The incentives are not as good as Universal Healthcare. If a doctor leaves a sponge in you, what happens? Well, you’ll need to rent the bed for another few nights, incur the cost of another surgery, anesthesia, etc. This isn’t such a bad thing for the private company that is preforming the procedure. Insurance has to pay it regardless of fault. Doctors commonly make up fake surgeries and bill the insurers and there is no set price list to be checked against, no market standard, so inflation rises quickly in the US.

The US government likes this. CIGNA, AETNA, etc., make huge donations to politicians from both parties and neither party wants that to change. Obama helped the Insurance and Medical companies greatly while he was in power. When Presidents leave office, they typically go on speaking tours and collect money from the industries they helped. Obama went straight to medical conferences and was paid $400,000 for just one speech to the medical community, and much more from numerous other engagements. This is because the “Affordable Care Act” was designed to drive more money into the private system and it worked very well. Insurers and clinics got tens of millions of new clients, and profits have skyrocketed since the ACA came into effect.
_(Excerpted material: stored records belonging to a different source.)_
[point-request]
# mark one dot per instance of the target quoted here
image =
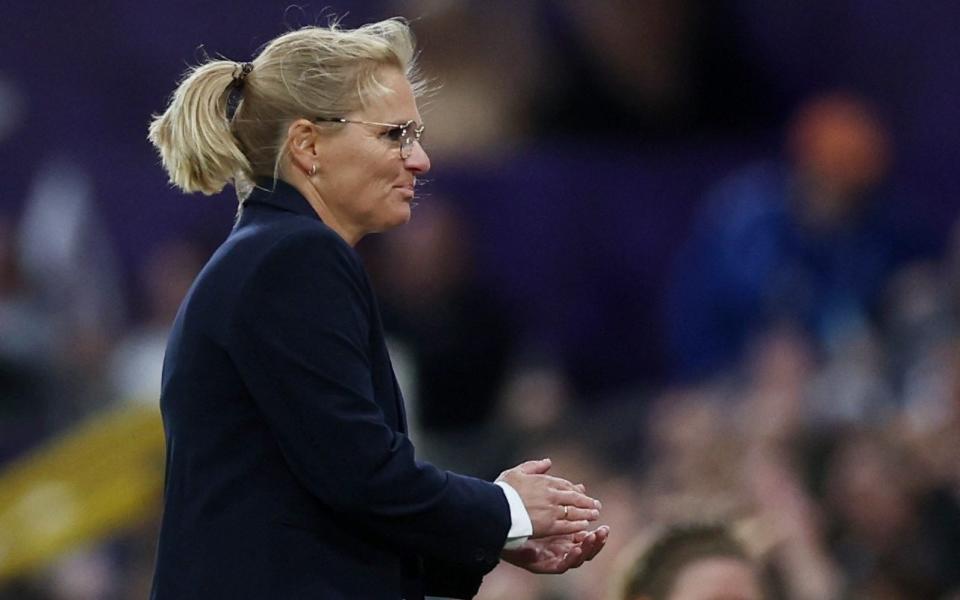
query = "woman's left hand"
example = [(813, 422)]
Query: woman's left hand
[(559, 553)]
Prior to Obama, Bush signed into law that Medicaid and Medicare (the US equivelent to Universal coverage for emergencies and those over 65) was barred from negotiating the price of medicines with pharma companies. No collective bargaining. This helped increase the government expenditure on heathcare up to about $13,000 per person today ($6,500 in Canada, $5,000 in the UK for reference). Profits went up, pharma companies started charging $100,000 for cancer drug regimens, and of course insurance premiums rose with inflation. Gues where Bush got a lot of his speech money from after his Presidency?

The government spends about $13,000 per person to cover only some emergencies for uninsured people / people who can’t pay, verterans and those over 65. Meanwhile Canada pays $6,500 and covers everyone for everything. Try to imagine the corruption level and waste. Then on top, companies and / or individuals pay an average of $6,000 (ind) to $12,000 (fam) per year to insurance to access hospitals through insurance (often with significant out of pocket from deductibles even on top of that). Cleaning this up would drop economic output by trillions.

So. It won’t ever change, because A) it drives the economy / jobs, and B) it’s a campaign war chest for politicans on both sides. In short – Money.